Some authors reported improvement or stabilization of hearing loss in post-transplantation patients,, but others reported worsening of hearing. With improvement after transplantation it is easier to understand that there is stabilization or even slower progression of hearing loss, given that the basal membrane affection, resulting from collagen IV, is gone. Additional studies are required to understand the progression of auditory affection in this group of post-renal transplantation patients.

It is possible to build a profile of these patients that can develop anti-MBG nephritis after renal transplantation: normally they are men, always with hearing loss and they have end-stage renal failure before the age of 30 years.

Anti-MBG nephritis, after renal transplantation, is rare but severe, and it is important to predict its occurrence; hearing assessment may contribute to create this risk profile.

Genetic therapy has been investigated in Samoyed dogs (X-linked animal model of AS). The use of an adenoviral vector, codifying the chain a5(IV) of collagen in cells of smooth muscle of bladder of these animals corrects the defect and restores the expression of chains a5 and a624. It is wondered which phase of the renal disease is appropriate to this modality of treatment. To maintain the expression of these chains, which used to be unknown to the host, it requires immunosuppression and it is discussed what would be the best vector. Studies related to cochlear genetic therapy contribute to the molecular genetic analysis of hearing; experimentally, the skill to introduce genes in the inner ear may lead to elucidation of the function of cochlear proteins and the control of specific inner ear genes. The methods of vector introduction include infusion by mini-probing or microinjection in the tympanic scala, through the round window.

It is necessary to make some comments about the disorder. The nail-patella syndrome results from dominant autosomal mutation in the transcription factor LMX1B, which regulates genes COL4A3 and COL4A4 and the children have nephrotic syndrome and skeletal and nail dysplasia. Goodpasture's syndrome is an immune disorder with serum antibodies directed against specific regions of chain α3 (IV) of type IV collagen and patients present pulmonary hemorrhage with nephritis; it is fatal if not treated. Therefore, the pathogenesis of AS and Goodpasture's syndrome is linked to the same pro-collagen α3.α4. α5(IV).
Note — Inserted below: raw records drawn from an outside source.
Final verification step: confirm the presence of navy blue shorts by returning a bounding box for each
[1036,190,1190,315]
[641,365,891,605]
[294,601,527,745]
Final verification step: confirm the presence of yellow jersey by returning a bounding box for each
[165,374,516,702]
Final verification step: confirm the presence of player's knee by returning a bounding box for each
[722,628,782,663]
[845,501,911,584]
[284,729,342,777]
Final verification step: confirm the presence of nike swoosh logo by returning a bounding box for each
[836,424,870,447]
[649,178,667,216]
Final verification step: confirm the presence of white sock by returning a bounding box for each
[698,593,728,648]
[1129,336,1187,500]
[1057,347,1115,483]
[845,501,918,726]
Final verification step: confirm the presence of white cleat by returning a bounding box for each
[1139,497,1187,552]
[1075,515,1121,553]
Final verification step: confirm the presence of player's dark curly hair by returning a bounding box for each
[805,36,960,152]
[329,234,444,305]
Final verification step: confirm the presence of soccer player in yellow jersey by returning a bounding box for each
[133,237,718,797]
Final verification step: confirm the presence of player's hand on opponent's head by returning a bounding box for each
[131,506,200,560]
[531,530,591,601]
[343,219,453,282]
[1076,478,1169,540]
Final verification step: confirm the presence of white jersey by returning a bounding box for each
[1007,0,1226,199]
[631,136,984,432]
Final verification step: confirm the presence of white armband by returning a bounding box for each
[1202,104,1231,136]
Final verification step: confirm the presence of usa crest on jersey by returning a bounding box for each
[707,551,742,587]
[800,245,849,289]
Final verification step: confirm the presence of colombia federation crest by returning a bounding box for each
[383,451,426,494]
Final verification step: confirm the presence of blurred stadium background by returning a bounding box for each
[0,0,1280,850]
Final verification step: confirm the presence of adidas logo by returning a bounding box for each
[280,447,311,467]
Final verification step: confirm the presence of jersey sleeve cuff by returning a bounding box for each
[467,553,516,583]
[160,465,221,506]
Patients with uncontrolled diabetes mellitus develop progressive glomerulonephritis associated with SNHL and degenerative retina disease; it has already been confirmed by immunofluorescence that in the kidney and in the retina of these patients RNAm COL4A1 and RNAm COL4A2 are elevated by the activation of a secondary route of glycosylated metabolites. Studies in this area can provide further knowledge about the diseases related with collagen.

CONCLUSION

After the critical analysis of the literature, we drew the following conclusions:

AS is characterized by hematuria that progresses to renal failure and may be followed by extra-renal manifestations. Hearing loss is a frequent extra-renal finding and one of the first symptoms of AS, which is a relevant factor of the prognosis of renal disease progression.

AS is a genetic disease and results from affections to collagen IV chains in basal membranes.

There is sensorineural hearing loss, of variable intensity, progressive and symmetrical. It affects medium and high frequencies.

For the investigation of SNHL in children with hematuria, in male adolescents and adults with end-stage renal failure, in patients with family history of renal disease in siblings or maternal relatives, we should also include urine exam.

The otologist should follow up these patients. Ophthalmologic and genetic examinations should be ordered to provide counseling to the patients and the family members.